Brutalofoul im Plauschhockey
Aktualisiert

Brutalofoul im Plauschhockey

In einem Spiel der Plauschmeisterschaft hat ein kräftiger Regensdorfer Eishockey-Crack mit seinem Stock einem gegnerischen Spieler das rechte Auge zerstört. Jetzt stand er vor Gericht.

von
Attila Szenogrady

«Wir spielen immer noch Eishockey und nicht Softball», wehrte sich der heute 34-jährige Angeklagte aus Regensdorf am Mittwoch vor dem Zürcher Obergericht. Der Hüne forderte einen vollen Freispruch und bezeichnete sich als unschuldig. Anders hatten es sowohl die Staatsanwaltschaft Winterthur/Unterland als auch das Bezirksgericht Dielsdorf gesehen. Das Landgericht hat den gelernten Maurer bereits vor einem Jahr wegen fahrlässiger Körperverletzung mit schwerer Schädigung zu einer bedingten Freiheitsstrafe von acht Monaten verurteilt.

Mit Hockeystock Auge ausgestochen

Der schwere Vorwurf ging auf den 13. März 2005 zurück. Damals fand im Rahmen der Zürcher Eishockey Plauschmeisterschaft in der Sportanlage Erlen in Dielsdorf eine Partie zwischen den Buchs North Stars und dem EHC Eisbrecher statt. Im letzten Drittel lag der Angeklagte mit seinen North Stars 1:2 zurück. Fünf Minuten vor Schluss wurde der kräftig gebaute Beschuldigte von einem Gegenspieler von hinten bedrängt. Worauf er plötzlich den Stock hochnahm und dem Geschädigten durch den Gitterhelm in das Gesicht schlug. Die Folgen waren für den heute 39-jährigen Zürcher Unterländer fatal. Er wurde am rechten Auge so schwer verletzt, dass er das Augenlicht verlor. Die Staatsanwaltschaft leitete darauf eine Untersuchung gegen den Regensdorfer Spieler ein.

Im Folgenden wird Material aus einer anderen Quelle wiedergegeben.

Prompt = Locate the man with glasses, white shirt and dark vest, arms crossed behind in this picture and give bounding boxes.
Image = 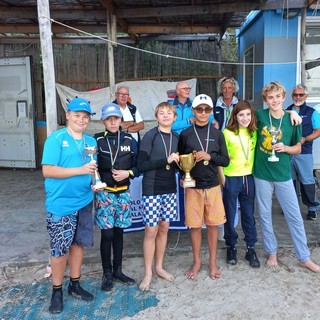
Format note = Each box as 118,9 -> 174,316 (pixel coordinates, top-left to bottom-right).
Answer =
113,85 -> 144,142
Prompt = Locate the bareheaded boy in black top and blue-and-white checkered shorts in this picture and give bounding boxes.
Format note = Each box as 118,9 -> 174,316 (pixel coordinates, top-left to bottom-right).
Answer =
138,102 -> 179,291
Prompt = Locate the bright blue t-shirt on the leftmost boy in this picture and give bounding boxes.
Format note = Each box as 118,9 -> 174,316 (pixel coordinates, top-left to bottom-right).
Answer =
42,128 -> 97,216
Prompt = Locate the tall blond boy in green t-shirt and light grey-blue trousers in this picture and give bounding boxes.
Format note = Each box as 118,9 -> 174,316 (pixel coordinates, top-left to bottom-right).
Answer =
253,81 -> 320,272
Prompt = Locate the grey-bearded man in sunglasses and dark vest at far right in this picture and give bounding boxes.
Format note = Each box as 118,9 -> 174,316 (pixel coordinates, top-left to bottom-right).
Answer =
287,84 -> 320,220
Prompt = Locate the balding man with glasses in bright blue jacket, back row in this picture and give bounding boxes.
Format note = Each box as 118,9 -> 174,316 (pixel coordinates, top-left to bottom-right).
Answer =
172,81 -> 214,134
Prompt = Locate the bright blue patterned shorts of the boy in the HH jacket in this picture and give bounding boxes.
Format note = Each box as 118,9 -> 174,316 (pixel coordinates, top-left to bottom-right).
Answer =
94,190 -> 132,229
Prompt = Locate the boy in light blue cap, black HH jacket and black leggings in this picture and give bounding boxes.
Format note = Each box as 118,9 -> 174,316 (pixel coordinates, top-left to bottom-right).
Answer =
95,103 -> 139,291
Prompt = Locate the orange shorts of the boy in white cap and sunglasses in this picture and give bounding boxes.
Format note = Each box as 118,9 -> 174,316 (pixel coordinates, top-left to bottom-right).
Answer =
185,186 -> 226,228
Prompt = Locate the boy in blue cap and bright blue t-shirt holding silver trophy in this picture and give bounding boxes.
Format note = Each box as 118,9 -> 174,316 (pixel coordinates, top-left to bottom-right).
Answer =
42,98 -> 97,313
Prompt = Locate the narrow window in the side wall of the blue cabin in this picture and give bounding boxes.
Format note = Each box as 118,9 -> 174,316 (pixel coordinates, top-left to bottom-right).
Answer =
243,46 -> 254,101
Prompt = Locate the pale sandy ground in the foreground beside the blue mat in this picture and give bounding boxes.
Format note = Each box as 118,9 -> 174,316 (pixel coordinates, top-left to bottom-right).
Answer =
0,246 -> 320,320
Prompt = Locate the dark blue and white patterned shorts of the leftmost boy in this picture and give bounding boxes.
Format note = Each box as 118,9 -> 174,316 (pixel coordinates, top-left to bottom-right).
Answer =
47,202 -> 93,257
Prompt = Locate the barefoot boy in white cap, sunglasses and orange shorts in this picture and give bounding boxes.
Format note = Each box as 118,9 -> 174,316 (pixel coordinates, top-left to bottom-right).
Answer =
178,94 -> 229,279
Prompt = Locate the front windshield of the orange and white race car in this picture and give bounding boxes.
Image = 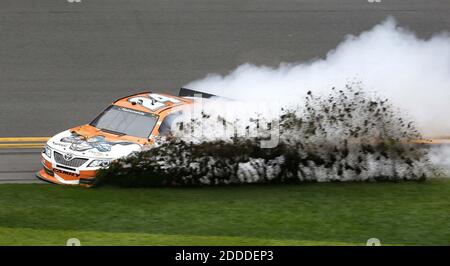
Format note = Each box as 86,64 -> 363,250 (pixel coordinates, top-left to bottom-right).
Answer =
90,105 -> 158,138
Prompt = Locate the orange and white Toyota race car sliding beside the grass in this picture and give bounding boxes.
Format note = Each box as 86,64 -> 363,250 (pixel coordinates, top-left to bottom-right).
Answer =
36,88 -> 215,186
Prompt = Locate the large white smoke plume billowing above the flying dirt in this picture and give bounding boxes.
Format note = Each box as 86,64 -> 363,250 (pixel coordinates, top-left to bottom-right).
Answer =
186,18 -> 450,137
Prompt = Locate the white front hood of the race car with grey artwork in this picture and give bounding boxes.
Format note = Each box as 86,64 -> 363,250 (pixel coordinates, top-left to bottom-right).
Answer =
47,130 -> 142,159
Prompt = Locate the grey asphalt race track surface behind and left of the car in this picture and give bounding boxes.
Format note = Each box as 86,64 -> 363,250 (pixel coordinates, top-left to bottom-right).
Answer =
0,0 -> 450,182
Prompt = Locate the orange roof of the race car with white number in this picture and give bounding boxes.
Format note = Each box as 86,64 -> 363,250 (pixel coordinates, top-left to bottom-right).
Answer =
113,91 -> 193,114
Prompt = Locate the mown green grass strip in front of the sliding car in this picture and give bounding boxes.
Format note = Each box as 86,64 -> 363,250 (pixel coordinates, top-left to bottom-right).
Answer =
0,179 -> 450,245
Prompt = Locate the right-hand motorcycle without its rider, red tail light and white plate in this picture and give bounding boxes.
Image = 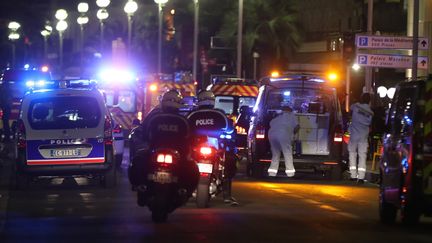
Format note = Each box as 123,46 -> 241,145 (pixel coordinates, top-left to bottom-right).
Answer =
193,134 -> 231,208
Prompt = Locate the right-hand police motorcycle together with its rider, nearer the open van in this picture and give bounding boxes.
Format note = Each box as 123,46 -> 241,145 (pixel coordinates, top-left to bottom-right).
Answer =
188,91 -> 234,208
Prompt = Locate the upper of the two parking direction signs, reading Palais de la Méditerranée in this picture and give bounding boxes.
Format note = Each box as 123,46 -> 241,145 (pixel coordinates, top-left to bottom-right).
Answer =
356,35 -> 429,50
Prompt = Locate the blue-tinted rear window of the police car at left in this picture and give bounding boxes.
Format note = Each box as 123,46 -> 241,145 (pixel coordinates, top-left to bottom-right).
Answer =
28,96 -> 101,130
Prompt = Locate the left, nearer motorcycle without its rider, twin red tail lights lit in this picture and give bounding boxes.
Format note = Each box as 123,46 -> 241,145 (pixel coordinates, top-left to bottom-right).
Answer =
136,148 -> 190,223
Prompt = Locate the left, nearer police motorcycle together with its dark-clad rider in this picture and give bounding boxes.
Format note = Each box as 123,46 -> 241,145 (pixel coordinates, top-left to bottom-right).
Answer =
128,91 -> 199,223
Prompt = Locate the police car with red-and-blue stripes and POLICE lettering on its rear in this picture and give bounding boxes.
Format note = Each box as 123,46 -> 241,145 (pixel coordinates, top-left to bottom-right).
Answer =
16,80 -> 116,188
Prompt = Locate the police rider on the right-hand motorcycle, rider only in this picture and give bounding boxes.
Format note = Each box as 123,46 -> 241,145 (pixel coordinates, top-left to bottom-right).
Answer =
188,90 -> 238,206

Gerechtfertigte Abwehr geltend gemacht

Vor Obergericht machte der Angeklagte geltend, dass er sich bloss gewehrt habe. So habe ihm der Geschädigte zuerst gegen den Rücken geschlagen. Der Verteidiger erklärte dazu, dass das Opfer dazu neige, sein eigenes Verhalten zu beschönigen. Der im Eishockey-Sport versierte Gerichtspräsident Peter Marti brachte den Angeschuldigten allerdings wiederholt in einen Erklärungsnotstand. So machte der Vorsitzende klar, dass im heutigen Plausch-Hockey eine Null-Toleranz-Regelung herrsche. Demnach seien jegliche Körperkontakte untersagt.

Nicht zuletzt wurde der Angeschuldigte durch mehrere Zeugen negativ belastet. Demnach soll er im fraglichen Spiel bereits vor dem Vorfall durch sein äusserst aggressives Auftreten sowie mehrere Fouls gegenüber seinen Kontrahenten negativ aufgefallen sein.

Es geht um viel Geld

Der Angeklagte bestritt die Vorwürfe der Staatsanwaltschaft. Wobei klar wurde, dass es um viel Geld geht. Das Bezirksgericht Dielsdorf hatte den Angeklagten infolge des Schuldspruchs verpflichtet, dem Geschädigten ein Schmerzensgeld von 45 000 Franken zu entrichten. Zudem zu einem grundsätzlichen Schadenersatz in noch unbekannter Höhe und zu einer Prozessentschädigung für die Gegenseite von 10 000 Franken. Dem Angeklagten wurden auch die Gerichtskosten von über 13 000 Franken auferlegt. Bei einem Freispruch wäre alles wieder anders. Das Obergericht wird den spannend erwarteten Entscheid demnächst schriftlich zustellen.